Dirden brings a lot to the plate and showed that by being rated as the second “Hottest Senior Hitter” by D1 Baseball.

“He was hitting (.414) for us when we shut down,” Sawyers said, “so he has the hit tool and he has above-average power.”

Dirden was certainly productive this season. He led the Ohio Valley Conference in hits (29), home runs (nine), RBI (26), and total bases (63).

His nine home runs ranked second in the country, but Sawyers said Dirden has other assets that perhaps scouts notice, but fans might not.

“He’s 6-foot-4 and 220 pounds,” Sawyers said, “but he also runs pretty well.”

Dirden was leading the OVC in stolen bases (9 for 9) when the season ended.

“He can hit,” Sawyers said. “He can hit for power. He can run and he can really defend in right field.”

Dirden led the OVC in outfield assists.

“So you have an above-average (at the MLB level) defensive outfielder,” Sawyers said, “with above-average power, who can run, that is a pretty good physical piece. He’s a pretty impressive physical specimen.”

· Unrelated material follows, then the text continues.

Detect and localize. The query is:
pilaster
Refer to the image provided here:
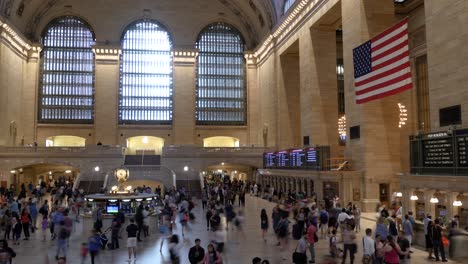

Sawyers said the key for Dirden moving forward will be how he handles the consistent velocity that he’ll see from professional pitchers.

The OVC doesn’t have arms that hit upwards of 96 m.p.h. every outing.

“I haven’t seen him do that,” Sawyers said of the adjustment. “It’s not that he can’t do it, but we don’t see that kind of velocity in the OVC.

“That is not a knock on him, that would just be a question mark.”

Having a player ink a professional contract isn’t a new thing for the Redhawk program.

Southeast Missouri has had 28 players drafted and five advance to the Major Leagues.

“We talk about winning (with recruits),” Sawyers said. “We talk about development. But we also talk about the guys who we have had here that have gone on and had success in the professional and major league levels.

“It’s always something to celebrate for (Dirden’s) contributions to the program.”